Cher Monsieur,
Veuillez excuser mon retard à vous faire partager les réflexions que m’ont inspiré leur lecture.
Vos deux ouvrages sont de véritables encyclopédies de l’inventaire matériel et médical de l’accompagnement et de l’inventaire de l’individu lui-même, face à son cheminement final.
Leur lecture est passionnante tellement on y côtoie de manière vivante et quelquefois vécue, les deux sujets.
Cependant on en mesure que mieux le gouffre qui sépare l’actuelle culture de l’immédiateté et le besoin d’une population qui a tout son temps….n’est pas pressée de mourir, a peur de la mort….et qui n’est pas productive.
Par ailleurs, si nous ne sommes pas capables (encore) de prolonger la vie en suffisamment bonne santé, n’est-il pas contradictoire de la prolonger au-delà du raisonnable par tous les artifices possibles et surtout, à quoi cela sert-il ?
Mais, bien entendu, où est la frontière du raisonnable et celle-ci peut-être « mise en loi »?
La médecine ne s’attache-t-elle pas à faire survivre, sans s’attacher assez à préparer en amont la prolongation naturelle de la vie, comme vous le faites dans votre domaine ?
Vous avez tellement de réponses qui posent question.
Mais aussi, que pèsent ces problèmes face à l’intelligence artificielle, la robotisation, la recherche, la découverte de l’espace ?
Certes, on peut espérer que les conditions matérielles de la prise en charge du grand-âge s’amélioreront et la pertinence de vos analyses y contribuera certainement, mais n’y aura-t-il pas toujours des retards récurrents entre le besoin, l’offre des parcours et des accompagnements de fin de vie. La robotisation subrepticement envisagée des tâches gériatriques, sera-t-elle vraiment un des moyens pour palier aux lacunes actuelles, si oui, comment l’aspect humain s’y intercalera-t-il ?
Certes la connaissance des mécanismes psychologiques, humains, sociétaux, familiaux de la vieillesse aideront les vieillards et leurs proches, à mieux appréhender ce qui les attend.
Mais si, en complément de cela, l’individu avait la modestie d’accepter la finalité de l’existence telle qu’elle se présente à lui, tout cela ne serait-il pas plus confortable à vivre ?
S’i l’individu s’appliquait mieux faire le bilan de sa vie et acceptait l’inéluctabilité de sa fin, cette fin n’en serait-elle pas mieux vécue, cette peur ancestrale de la mort, mieux acceptée ?
Si la religion, l’éducation, la société, ne contribuaient pas autant à l’entretien de cette peur ancestrale, quel serait notre rapport à la mort ?
Quelle est la part d’angoisse suscitée par l’illusion que nous et nos proches nous faisons de notre « indispensabilité », de l’affection « qui nous serait due » par l’âge, la hiérarchie, la reconnaissance…..

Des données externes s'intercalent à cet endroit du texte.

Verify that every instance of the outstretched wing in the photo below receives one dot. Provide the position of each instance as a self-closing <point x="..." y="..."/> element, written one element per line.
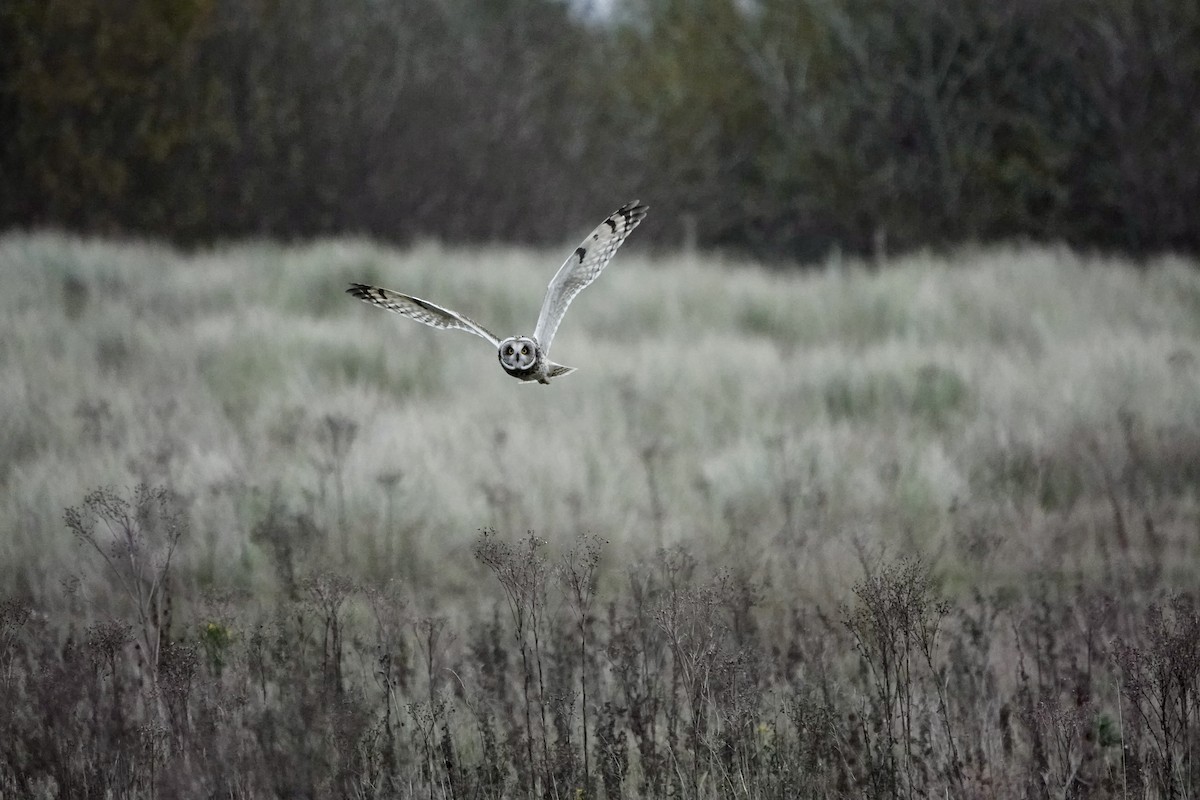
<point x="582" y="268"/>
<point x="420" y="311"/>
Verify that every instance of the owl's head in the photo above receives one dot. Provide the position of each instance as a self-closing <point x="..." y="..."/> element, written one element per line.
<point x="519" y="353"/>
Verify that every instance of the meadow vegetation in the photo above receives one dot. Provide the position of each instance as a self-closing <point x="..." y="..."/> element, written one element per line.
<point x="927" y="528"/>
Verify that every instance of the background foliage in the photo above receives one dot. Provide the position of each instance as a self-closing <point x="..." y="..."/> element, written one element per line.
<point x="780" y="126"/>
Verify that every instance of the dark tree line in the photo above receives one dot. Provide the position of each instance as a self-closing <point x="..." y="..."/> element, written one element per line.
<point x="778" y="126"/>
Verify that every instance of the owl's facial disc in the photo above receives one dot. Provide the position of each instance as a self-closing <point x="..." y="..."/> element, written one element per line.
<point x="519" y="353"/>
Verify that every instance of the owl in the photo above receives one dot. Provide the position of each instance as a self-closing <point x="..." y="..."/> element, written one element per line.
<point x="526" y="358"/>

Quel est le poids, dans l’angoisse du départ, de la part du faux semblant de ce « déchirement souvent exagéré » de la séparation, que l’on évite de mettre en balance avec la part du « soulagement » de ne plus avoir bientôt à exagérer des sentiments, « pour faire plus vrai » ?
N’est-ce pas un aveu d’échec que de s’agripper et entretenir la douleur d’une séparation, pour masquer sa propre peur ?

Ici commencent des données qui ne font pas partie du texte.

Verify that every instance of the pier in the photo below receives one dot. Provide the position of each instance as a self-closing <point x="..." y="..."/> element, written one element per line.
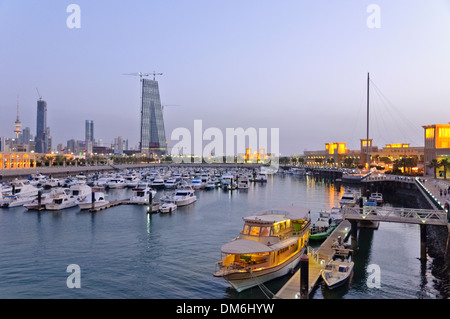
<point x="317" y="261"/>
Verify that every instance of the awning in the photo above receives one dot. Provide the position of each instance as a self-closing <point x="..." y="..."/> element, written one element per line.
<point x="245" y="246"/>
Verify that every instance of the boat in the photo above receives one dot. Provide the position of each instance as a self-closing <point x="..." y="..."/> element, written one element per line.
<point x="184" y="196"/>
<point x="269" y="246"/>
<point x="20" y="193"/>
<point x="197" y="183"/>
<point x="142" y="193"/>
<point x="115" y="183"/>
<point x="80" y="191"/>
<point x="99" y="199"/>
<point x="157" y="183"/>
<point x="210" y="185"/>
<point x="337" y="272"/>
<point x="323" y="227"/>
<point x="261" y="177"/>
<point x="378" y="197"/>
<point x="171" y="183"/>
<point x="167" y="207"/>
<point x="61" y="200"/>
<point x="242" y="182"/>
<point x="349" y="198"/>
<point x="45" y="199"/>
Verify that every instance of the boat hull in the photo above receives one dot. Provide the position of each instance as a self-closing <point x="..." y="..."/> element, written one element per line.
<point x="245" y="280"/>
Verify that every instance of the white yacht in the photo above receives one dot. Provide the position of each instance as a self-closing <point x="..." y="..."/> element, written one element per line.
<point x="197" y="183"/>
<point x="80" y="191"/>
<point x="61" y="200"/>
<point x="158" y="183"/>
<point x="243" y="182"/>
<point x="142" y="193"/>
<point x="261" y="177"/>
<point x="269" y="246"/>
<point x="171" y="183"/>
<point x="99" y="199"/>
<point x="378" y="197"/>
<point x="20" y="192"/>
<point x="167" y="207"/>
<point x="184" y="196"/>
<point x="349" y="198"/>
<point x="115" y="183"/>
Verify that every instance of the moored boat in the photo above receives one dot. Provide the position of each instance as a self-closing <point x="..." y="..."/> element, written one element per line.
<point x="269" y="246"/>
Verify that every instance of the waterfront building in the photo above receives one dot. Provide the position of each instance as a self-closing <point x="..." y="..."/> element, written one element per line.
<point x="437" y="147"/>
<point x="153" y="137"/>
<point x="19" y="160"/>
<point x="41" y="127"/>
<point x="89" y="131"/>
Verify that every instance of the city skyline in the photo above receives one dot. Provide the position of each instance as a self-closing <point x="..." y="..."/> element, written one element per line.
<point x="297" y="67"/>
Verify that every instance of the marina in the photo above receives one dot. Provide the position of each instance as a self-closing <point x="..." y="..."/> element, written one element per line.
<point x="182" y="247"/>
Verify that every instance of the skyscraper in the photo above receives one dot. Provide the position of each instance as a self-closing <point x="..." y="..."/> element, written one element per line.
<point x="153" y="135"/>
<point x="41" y="127"/>
<point x="89" y="131"/>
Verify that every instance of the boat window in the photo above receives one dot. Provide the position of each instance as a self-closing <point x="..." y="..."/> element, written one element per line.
<point x="276" y="228"/>
<point x="265" y="231"/>
<point x="254" y="230"/>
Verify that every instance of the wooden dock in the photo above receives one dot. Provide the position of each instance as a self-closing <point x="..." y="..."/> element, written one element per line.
<point x="155" y="205"/>
<point x="317" y="262"/>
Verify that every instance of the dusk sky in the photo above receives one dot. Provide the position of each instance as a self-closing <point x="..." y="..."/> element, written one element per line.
<point x="299" y="66"/>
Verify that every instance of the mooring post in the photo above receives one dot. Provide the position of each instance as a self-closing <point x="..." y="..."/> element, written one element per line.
<point x="354" y="234"/>
<point x="93" y="200"/>
<point x="423" y="242"/>
<point x="150" y="202"/>
<point x="304" y="276"/>
<point x="39" y="199"/>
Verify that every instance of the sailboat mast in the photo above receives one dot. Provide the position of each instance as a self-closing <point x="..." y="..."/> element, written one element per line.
<point x="367" y="140"/>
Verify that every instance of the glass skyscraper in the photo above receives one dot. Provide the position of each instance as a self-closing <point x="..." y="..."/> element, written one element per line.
<point x="41" y="128"/>
<point x="89" y="131"/>
<point x="153" y="135"/>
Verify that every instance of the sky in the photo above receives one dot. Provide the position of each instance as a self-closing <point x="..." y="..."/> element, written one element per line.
<point x="299" y="66"/>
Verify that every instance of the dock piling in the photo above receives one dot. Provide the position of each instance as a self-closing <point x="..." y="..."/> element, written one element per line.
<point x="304" y="276"/>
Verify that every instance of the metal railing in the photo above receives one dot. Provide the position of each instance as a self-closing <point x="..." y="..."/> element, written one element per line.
<point x="396" y="215"/>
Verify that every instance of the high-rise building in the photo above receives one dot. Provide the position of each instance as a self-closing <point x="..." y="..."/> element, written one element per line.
<point x="153" y="136"/>
<point x="41" y="127"/>
<point x="89" y="131"/>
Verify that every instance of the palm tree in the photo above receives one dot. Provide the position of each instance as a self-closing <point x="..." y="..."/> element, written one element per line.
<point x="434" y="164"/>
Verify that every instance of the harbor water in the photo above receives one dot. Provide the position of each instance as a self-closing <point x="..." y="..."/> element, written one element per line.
<point x="123" y="252"/>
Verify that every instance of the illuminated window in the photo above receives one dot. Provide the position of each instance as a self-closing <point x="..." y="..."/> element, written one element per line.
<point x="443" y="138"/>
<point x="254" y="231"/>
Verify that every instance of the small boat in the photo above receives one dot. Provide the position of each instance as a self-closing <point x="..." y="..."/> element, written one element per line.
<point x="115" y="183"/>
<point x="337" y="272"/>
<point x="158" y="183"/>
<point x="184" y="196"/>
<point x="167" y="207"/>
<point x="171" y="183"/>
<point x="323" y="227"/>
<point x="61" y="200"/>
<point x="210" y="185"/>
<point x="243" y="182"/>
<point x="349" y="198"/>
<point x="378" y="197"/>
<point x="269" y="246"/>
<point x="142" y="193"/>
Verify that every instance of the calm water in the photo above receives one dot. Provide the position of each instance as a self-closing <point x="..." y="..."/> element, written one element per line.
<point x="125" y="253"/>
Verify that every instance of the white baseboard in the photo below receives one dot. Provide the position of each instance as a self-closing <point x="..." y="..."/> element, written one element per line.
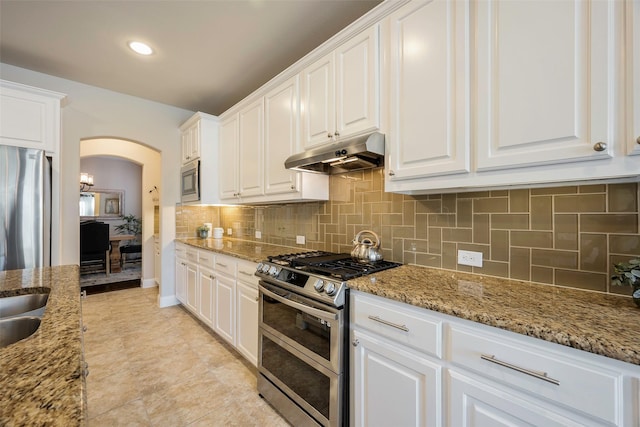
<point x="148" y="283"/>
<point x="167" y="301"/>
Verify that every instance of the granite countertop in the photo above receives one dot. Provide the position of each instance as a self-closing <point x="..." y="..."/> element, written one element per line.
<point x="607" y="325"/>
<point x="41" y="377"/>
<point x="243" y="249"/>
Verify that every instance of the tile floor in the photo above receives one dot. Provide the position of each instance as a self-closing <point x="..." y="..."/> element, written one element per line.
<point x="160" y="367"/>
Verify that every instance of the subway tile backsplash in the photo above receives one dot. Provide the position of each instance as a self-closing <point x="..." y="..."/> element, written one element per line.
<point x="566" y="236"/>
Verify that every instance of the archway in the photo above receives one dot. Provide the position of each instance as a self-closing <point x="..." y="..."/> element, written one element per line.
<point x="150" y="161"/>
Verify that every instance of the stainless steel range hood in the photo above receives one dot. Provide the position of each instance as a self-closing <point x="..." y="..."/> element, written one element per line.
<point x="362" y="152"/>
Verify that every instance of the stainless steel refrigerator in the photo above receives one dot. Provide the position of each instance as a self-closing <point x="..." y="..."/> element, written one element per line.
<point x="25" y="208"/>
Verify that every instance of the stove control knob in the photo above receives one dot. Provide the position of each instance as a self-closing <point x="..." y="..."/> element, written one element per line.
<point x="330" y="289"/>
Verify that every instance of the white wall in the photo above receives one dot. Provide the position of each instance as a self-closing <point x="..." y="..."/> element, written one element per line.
<point x="92" y="112"/>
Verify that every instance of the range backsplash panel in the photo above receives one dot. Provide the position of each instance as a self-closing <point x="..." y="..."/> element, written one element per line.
<point x="567" y="236"/>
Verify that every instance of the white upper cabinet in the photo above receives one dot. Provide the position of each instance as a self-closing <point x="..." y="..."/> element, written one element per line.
<point x="633" y="74"/>
<point x="200" y="141"/>
<point x="341" y="91"/>
<point x="190" y="140"/>
<point x="281" y="136"/>
<point x="228" y="158"/>
<point x="544" y="74"/>
<point x="250" y="149"/>
<point x="429" y="87"/>
<point x="29" y="117"/>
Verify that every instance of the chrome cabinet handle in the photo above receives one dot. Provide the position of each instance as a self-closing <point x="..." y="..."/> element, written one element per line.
<point x="386" y="322"/>
<point x="536" y="374"/>
<point x="600" y="146"/>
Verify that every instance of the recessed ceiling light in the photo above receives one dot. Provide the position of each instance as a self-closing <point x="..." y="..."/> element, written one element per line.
<point x="141" y="48"/>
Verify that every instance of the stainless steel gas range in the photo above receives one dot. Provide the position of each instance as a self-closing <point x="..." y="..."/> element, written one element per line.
<point x="302" y="328"/>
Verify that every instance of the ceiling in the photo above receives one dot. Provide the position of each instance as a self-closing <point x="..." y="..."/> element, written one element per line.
<point x="209" y="54"/>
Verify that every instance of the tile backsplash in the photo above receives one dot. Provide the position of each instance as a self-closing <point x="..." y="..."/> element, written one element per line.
<point x="567" y="236"/>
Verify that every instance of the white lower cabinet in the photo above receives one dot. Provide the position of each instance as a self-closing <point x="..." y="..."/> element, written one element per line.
<point x="474" y="403"/>
<point x="486" y="376"/>
<point x="224" y="323"/>
<point x="393" y="386"/>
<point x="222" y="292"/>
<point x="207" y="288"/>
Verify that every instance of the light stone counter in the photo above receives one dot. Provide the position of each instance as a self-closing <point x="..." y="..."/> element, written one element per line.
<point x="243" y="249"/>
<point x="607" y="325"/>
<point x="41" y="377"/>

N’est-ce pas une faiblesse que d’accentuer la séparation par des rites publics et privés, qui finalement ne prouvent que notre incompréhension de ce qu’est la finalité de l’existence ?
La mort ne devrait-elle pas nous sembler plus naturelle, plus dans l’ordre des choses ?
N’est-ce pas un immense orgueil que de rejeter notre ignorance, notre incompréhension plutôt que d’admettre ce que nous ne saurons sans doute jamais avec notre niveau de conscience actuel : la finalité de l’existence.
Pourquoi est-il si difficile de s’efforcer de vivre ce que veut la vie, tout simplement.
Le « n’ayez pas peur » de Jean Paul II, s’il était appliqué à notre seule propre finalité, ne deviendrait-il pas un des grands messages donné à l’humanité, dont nous aurions sous estimé le sens profond ?
Je vous remercie d’avoir d’une manière aussi intéressante, alimenté mes propres réflexions sur le sujet.
Je souhaite que mon message vous trouve en bonne santé et au plaisir de vous revoir bientôt.
Cordialement à vous et votre épouse.